|E.coli under attack from |
Because viruses and phage require host cells to replicate (copy themselves), they are usually simple particles, with their genes (in the form of DNA or RNA) packaged in a shell, often made up of a small number of proteins. In the case of phage lambda (left), around 30-40 genes encode the same number of proteins requiring a total of just under 50 000 base pairs of DNA. The phage head and tail (right) are encoded by the phage. When the phage infects and "sleeps" it enters the genome of the host. When it is awakened, it leaves the host genome and sometimes takes some of the host genetic material with it. This phenomenon is known to occur in animal viruses too and was critical in the isolation of cancer genes, where certain cancers are transmitted by viruses.

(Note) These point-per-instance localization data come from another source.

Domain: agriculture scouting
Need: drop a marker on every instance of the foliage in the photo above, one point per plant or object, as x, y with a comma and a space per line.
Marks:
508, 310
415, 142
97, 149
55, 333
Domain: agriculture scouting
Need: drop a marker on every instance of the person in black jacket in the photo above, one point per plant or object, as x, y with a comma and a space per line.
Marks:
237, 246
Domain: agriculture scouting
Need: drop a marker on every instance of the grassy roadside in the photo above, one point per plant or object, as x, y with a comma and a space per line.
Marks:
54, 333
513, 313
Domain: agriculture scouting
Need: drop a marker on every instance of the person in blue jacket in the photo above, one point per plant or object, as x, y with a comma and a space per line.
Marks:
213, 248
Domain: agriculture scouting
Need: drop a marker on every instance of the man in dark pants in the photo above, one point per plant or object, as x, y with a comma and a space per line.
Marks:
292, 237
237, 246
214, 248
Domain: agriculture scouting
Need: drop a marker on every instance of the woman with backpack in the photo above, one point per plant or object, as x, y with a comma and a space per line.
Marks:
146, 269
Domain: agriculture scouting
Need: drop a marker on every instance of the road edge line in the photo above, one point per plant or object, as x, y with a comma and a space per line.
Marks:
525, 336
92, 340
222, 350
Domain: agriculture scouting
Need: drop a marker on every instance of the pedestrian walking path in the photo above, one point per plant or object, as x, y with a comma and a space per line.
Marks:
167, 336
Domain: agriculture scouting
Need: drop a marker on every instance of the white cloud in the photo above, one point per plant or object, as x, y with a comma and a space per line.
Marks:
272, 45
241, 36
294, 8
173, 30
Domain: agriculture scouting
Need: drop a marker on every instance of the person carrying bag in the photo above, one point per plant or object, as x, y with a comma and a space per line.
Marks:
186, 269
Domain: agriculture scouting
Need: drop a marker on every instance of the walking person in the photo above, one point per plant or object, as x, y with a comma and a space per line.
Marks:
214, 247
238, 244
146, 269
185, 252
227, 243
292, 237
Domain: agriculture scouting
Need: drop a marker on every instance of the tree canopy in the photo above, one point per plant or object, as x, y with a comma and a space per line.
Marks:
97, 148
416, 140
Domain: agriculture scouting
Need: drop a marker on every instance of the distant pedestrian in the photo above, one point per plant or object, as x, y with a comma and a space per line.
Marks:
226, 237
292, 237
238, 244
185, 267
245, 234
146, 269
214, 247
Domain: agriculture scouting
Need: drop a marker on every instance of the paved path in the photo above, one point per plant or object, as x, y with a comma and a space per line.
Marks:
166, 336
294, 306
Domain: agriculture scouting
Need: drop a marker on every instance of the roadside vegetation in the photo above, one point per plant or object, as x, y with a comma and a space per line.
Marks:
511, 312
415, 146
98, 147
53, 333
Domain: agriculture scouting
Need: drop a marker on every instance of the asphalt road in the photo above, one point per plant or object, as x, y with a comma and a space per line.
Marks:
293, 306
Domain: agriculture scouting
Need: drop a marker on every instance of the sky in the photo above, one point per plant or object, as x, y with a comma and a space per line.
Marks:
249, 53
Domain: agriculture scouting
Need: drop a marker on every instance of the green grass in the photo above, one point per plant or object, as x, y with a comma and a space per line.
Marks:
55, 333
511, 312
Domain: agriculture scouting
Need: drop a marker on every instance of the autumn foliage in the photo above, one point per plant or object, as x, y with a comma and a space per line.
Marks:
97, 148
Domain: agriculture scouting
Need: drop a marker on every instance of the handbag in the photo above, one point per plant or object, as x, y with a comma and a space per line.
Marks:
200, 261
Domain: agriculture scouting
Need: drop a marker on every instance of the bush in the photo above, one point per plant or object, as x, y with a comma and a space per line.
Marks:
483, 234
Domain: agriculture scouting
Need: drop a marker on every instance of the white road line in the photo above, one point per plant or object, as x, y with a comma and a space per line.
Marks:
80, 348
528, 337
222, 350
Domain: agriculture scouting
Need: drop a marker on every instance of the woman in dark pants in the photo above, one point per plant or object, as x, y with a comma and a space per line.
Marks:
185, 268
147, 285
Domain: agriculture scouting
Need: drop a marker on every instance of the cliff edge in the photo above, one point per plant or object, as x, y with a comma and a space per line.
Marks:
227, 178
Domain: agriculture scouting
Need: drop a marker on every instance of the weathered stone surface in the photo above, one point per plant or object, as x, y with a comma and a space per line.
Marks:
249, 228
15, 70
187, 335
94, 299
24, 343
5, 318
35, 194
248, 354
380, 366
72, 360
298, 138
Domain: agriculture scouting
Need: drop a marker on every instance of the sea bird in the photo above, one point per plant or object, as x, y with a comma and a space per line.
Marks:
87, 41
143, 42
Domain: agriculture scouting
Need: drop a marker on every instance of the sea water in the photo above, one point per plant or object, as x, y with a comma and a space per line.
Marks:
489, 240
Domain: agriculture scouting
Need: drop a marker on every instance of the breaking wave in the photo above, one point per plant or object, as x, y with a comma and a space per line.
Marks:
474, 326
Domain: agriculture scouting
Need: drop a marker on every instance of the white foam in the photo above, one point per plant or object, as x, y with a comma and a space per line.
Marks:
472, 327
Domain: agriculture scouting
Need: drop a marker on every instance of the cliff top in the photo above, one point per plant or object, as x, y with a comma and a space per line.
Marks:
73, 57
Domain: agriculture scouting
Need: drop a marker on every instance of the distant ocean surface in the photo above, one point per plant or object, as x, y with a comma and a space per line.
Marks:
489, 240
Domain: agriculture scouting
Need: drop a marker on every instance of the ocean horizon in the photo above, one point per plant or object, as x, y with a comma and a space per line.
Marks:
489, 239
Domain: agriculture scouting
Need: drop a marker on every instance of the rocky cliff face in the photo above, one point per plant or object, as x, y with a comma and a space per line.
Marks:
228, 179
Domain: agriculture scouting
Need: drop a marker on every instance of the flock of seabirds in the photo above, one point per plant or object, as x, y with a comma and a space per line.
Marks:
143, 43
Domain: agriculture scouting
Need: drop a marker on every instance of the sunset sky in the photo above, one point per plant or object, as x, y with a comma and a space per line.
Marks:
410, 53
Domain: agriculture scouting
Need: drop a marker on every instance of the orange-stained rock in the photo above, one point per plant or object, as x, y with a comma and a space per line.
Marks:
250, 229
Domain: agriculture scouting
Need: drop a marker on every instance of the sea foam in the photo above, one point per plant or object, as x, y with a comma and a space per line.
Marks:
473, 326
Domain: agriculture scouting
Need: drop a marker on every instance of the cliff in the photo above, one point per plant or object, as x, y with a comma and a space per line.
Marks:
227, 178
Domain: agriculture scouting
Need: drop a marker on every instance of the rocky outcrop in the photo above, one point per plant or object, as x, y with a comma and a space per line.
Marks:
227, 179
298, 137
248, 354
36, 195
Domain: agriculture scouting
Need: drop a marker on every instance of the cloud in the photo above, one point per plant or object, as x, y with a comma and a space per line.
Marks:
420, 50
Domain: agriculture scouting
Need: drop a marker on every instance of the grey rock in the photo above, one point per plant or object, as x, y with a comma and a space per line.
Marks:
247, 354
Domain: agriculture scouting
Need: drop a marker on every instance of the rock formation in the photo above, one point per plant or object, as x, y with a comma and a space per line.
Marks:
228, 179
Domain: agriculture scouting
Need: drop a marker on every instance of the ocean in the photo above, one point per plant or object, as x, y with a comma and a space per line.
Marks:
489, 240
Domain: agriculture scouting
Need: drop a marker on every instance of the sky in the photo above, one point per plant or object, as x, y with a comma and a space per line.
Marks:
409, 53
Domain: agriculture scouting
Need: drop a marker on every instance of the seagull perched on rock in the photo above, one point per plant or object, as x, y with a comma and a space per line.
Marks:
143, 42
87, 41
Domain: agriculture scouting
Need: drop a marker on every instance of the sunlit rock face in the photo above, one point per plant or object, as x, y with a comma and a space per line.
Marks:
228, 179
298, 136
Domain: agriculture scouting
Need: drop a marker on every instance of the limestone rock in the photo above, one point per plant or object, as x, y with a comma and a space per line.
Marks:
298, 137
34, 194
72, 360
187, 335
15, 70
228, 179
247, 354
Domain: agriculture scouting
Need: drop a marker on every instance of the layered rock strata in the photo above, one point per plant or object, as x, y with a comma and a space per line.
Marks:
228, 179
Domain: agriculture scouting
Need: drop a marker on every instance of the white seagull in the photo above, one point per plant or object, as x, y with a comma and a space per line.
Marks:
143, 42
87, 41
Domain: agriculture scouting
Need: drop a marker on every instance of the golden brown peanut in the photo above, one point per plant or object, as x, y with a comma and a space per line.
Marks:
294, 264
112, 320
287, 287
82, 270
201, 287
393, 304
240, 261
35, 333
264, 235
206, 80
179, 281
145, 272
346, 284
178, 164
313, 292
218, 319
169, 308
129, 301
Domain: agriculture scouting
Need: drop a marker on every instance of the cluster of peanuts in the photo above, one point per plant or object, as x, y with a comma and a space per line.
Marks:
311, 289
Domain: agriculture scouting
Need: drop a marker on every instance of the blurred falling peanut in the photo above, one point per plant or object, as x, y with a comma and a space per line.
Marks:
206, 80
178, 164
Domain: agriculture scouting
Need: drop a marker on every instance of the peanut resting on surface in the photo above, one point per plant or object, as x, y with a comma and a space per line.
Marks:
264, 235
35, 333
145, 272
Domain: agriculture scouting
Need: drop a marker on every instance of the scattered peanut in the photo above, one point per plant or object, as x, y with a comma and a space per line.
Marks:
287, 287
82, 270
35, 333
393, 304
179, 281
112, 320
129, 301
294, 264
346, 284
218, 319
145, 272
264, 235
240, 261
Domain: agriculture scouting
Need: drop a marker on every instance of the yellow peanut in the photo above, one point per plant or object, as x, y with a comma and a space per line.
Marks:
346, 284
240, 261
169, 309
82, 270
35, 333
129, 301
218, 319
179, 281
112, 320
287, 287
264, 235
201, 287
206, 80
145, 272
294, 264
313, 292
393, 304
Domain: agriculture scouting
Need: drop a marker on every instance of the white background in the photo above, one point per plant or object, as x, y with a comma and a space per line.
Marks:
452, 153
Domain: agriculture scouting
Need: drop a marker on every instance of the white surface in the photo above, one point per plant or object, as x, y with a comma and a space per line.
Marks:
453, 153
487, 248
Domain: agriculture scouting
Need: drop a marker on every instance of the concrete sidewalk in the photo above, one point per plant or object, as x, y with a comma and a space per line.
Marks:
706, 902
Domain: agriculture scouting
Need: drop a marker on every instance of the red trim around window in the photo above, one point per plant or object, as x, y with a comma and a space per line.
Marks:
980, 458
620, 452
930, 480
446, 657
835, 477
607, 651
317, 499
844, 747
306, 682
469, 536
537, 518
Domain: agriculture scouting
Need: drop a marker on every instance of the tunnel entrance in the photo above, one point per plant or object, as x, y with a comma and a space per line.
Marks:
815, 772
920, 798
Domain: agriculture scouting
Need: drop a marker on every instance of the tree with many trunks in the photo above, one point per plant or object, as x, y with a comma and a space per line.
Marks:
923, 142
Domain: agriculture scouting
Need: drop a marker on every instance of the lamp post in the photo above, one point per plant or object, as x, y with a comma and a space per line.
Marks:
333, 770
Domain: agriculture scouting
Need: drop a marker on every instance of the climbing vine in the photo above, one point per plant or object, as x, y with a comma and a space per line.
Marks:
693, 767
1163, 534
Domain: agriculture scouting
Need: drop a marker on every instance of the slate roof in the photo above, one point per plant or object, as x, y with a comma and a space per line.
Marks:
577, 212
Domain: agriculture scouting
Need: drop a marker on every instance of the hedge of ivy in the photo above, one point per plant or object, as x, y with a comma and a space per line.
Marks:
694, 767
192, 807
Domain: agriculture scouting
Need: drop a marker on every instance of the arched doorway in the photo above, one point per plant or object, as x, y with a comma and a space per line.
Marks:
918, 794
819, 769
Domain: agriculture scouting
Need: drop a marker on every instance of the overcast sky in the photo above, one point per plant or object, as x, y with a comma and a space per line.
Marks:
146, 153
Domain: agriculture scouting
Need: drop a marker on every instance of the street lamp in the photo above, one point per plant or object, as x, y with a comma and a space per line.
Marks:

Phage lambda is encoded by just under 50 000 base pairs of DNA in a linear chromosome. Last week you used an enzyme called EcoRI to cut the DNA into pieces and then used agarose gel electrophoresis to "visualise" this. Last week's experiment was aimed at ensuring you could carry out the manipulations (microlitre volumes etc) sufficiently accurately for us to carry out the detailed mapping that you can see left. I have posted your data on the Innovation Lab Portal. We have some work to do to get the gels up to scratch, but we will have last week's experience behind us. I shall explain the use of these "molecular scissors", or restriction enzymes in Part II. They will help us map the genes on the phage, with the help of the lambda genome sequence that we can easily access through NCBI.